About $60 million would go to the Local Roads Assistance Program, which pays for maintenance of county highways.
"It's lagged behind. It's desperately needed,'' Sen. George Hooks, D-Americus said of LARP, a program created decades ago but seldom funded at the level originally intended.
Doctors and hospitals, too, will have less to argue about during the upcoming legislative review of the governor's
"We're delighted that there were no additional cuts,'' said Jimmy Lewis of HomeTown Health Care, which represents rural hospitals across the state. "We're pleased with what we see.''
Nursing homes would fare even better. Hit hard by reimbursement-rate cuts in recent years, they're due for a $20 million increase in reimbursements next year.

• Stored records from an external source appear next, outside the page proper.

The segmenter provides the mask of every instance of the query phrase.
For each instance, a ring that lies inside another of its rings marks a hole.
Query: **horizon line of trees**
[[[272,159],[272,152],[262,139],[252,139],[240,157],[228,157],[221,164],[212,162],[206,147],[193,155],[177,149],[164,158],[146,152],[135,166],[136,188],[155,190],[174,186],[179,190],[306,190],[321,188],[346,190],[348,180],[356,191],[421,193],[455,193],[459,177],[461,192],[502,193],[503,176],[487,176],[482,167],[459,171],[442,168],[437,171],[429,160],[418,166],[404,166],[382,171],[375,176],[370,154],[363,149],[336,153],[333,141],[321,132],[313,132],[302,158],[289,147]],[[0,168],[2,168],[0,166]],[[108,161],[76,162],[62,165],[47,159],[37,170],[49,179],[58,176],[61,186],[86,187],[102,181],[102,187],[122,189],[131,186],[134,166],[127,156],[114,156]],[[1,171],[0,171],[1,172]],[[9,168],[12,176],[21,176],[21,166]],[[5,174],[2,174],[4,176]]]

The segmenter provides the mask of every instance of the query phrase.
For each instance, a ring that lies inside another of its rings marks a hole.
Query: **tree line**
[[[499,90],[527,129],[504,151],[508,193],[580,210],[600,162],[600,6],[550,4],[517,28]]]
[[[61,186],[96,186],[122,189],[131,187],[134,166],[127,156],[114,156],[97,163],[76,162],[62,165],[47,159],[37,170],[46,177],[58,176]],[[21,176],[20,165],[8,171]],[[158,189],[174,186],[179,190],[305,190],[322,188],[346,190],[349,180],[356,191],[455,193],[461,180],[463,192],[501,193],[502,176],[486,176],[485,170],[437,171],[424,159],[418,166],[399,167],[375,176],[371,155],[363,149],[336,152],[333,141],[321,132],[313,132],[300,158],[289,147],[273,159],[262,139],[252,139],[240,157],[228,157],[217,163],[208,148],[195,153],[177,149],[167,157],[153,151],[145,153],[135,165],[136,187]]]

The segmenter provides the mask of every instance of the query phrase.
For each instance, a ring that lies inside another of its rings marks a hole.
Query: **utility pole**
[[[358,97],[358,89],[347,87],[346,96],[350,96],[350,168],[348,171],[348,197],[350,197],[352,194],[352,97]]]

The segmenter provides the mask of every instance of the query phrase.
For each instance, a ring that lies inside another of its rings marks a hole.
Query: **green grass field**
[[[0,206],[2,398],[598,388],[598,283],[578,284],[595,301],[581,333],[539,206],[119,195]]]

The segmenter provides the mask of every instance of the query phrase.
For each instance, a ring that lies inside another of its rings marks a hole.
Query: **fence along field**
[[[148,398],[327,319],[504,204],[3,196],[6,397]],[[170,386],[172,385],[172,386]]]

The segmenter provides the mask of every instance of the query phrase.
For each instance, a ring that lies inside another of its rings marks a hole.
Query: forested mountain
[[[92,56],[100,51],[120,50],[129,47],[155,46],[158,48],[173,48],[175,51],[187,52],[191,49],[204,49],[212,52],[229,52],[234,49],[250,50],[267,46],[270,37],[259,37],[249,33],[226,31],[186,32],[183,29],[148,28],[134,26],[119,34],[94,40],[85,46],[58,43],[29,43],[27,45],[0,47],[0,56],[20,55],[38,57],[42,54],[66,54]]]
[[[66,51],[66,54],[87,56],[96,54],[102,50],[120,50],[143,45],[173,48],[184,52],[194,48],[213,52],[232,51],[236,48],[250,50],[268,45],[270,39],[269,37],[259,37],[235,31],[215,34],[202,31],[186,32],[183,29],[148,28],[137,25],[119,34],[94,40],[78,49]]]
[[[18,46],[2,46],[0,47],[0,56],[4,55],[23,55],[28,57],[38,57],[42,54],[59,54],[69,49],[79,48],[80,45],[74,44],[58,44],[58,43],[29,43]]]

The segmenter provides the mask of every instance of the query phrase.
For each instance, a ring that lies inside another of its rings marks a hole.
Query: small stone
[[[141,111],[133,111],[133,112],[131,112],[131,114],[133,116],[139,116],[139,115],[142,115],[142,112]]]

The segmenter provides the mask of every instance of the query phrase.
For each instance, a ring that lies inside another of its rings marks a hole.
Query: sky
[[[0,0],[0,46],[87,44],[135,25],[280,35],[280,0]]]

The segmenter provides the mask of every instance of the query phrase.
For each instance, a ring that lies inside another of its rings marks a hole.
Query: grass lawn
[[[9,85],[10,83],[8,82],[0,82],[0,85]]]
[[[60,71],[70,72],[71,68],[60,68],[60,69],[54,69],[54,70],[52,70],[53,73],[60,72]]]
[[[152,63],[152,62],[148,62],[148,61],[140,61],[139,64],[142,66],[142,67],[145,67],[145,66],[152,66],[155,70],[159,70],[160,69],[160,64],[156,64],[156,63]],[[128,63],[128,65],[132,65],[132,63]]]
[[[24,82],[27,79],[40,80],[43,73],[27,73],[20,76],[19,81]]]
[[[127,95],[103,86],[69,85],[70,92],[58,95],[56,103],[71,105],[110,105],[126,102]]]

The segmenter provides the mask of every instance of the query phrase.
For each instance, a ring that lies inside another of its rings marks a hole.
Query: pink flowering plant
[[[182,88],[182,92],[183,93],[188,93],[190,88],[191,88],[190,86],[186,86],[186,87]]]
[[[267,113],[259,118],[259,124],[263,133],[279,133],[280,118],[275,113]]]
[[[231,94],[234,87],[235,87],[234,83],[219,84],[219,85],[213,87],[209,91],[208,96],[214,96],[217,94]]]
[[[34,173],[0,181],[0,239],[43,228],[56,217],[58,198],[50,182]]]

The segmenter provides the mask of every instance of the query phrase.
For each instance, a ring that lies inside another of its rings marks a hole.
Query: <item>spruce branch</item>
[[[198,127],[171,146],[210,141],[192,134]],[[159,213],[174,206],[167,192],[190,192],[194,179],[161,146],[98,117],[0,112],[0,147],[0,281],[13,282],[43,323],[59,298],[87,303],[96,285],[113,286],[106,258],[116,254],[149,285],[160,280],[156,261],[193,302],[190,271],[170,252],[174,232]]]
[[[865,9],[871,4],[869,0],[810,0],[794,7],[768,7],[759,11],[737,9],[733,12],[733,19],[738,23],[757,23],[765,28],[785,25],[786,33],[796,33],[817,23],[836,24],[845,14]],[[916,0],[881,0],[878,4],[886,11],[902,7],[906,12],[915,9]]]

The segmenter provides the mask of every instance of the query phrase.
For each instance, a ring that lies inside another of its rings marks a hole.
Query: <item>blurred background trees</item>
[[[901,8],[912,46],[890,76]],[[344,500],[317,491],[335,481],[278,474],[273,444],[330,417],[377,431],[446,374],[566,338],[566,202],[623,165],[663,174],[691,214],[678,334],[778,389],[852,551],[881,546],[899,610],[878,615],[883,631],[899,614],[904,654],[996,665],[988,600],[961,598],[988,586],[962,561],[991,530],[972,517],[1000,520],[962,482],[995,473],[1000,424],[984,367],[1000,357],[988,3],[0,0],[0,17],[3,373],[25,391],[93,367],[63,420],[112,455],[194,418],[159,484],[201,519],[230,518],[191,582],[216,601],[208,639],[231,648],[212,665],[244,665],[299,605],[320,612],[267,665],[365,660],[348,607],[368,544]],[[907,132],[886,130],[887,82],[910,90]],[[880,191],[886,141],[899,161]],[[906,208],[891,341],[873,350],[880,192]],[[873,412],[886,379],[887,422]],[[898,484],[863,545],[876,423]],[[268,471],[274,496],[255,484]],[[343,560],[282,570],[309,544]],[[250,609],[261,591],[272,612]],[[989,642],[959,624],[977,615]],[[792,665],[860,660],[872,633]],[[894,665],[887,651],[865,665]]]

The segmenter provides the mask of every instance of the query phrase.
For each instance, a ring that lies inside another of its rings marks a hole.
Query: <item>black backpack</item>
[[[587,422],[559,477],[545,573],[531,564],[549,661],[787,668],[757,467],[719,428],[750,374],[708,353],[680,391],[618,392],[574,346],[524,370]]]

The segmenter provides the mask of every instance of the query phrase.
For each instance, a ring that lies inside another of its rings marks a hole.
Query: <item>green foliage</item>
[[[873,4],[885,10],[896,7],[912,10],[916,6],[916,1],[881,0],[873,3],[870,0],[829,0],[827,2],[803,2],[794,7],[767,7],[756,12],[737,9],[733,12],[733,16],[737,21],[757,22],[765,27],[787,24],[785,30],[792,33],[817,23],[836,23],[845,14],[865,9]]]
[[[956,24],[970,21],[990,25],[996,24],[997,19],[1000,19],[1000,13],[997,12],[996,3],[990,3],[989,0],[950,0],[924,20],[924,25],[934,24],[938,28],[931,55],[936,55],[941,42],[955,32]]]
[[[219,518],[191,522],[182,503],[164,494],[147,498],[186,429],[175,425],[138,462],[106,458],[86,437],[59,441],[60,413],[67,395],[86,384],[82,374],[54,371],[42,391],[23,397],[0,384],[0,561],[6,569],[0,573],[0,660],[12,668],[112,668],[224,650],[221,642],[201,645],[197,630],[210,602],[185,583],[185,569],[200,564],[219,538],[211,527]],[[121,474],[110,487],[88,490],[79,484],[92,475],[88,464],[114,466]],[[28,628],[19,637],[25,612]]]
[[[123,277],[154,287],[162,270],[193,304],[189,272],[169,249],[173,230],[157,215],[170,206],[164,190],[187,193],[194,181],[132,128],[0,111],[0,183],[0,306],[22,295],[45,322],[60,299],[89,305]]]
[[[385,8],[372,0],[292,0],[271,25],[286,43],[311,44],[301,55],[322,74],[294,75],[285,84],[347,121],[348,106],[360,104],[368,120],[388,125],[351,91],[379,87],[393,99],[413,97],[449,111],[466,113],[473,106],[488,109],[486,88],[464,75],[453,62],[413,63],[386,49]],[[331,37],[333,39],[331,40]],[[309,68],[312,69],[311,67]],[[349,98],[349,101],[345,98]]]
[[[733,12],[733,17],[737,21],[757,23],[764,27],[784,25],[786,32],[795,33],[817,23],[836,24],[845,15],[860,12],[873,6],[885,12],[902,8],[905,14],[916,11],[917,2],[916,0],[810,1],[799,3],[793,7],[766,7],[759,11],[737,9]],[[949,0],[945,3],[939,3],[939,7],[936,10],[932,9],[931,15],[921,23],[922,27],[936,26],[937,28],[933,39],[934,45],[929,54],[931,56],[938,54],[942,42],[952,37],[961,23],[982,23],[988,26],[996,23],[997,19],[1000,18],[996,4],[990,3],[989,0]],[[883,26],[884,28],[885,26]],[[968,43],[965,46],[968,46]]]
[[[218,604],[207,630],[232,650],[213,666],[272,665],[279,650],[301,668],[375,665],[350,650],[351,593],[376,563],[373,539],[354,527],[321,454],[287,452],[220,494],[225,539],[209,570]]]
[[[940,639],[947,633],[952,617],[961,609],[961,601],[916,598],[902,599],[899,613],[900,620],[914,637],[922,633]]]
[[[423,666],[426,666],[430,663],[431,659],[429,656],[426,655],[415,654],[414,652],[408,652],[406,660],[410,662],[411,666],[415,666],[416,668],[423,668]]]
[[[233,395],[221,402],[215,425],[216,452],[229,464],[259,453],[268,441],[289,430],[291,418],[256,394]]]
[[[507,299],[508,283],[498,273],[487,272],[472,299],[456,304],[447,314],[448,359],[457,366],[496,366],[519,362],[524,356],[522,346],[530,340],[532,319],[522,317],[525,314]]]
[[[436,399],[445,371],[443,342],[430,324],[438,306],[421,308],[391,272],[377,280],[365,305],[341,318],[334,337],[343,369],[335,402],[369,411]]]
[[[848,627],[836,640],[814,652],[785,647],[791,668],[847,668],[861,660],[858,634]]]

But those steps are predicated on almost $500 million in savings anticipated from the upcoming conversion of Medicaid to managed care, a new disease management program for aged, blind and disabled Medicaid recipients and steps the state is taking to make sure only eligible patients receive benefits.
"If we get (the savings), fine,'' Essig said. "If we don't, we have a hole.''
Harbin said he is confident that the Legislature's budget committees will figure out how to achieve those savings without compromising patient care.
"We don't want to do something that limits access,'' he said. "But we have to find a way to keep costs down.''
Harbin conceded that the state's reserves won't be as healthy as he would like next year. He said the needs of a growing state won't allow for building the reserves back to where they once were in a year or two.
"With the economy picking up, we'll get there eventually,'' he said.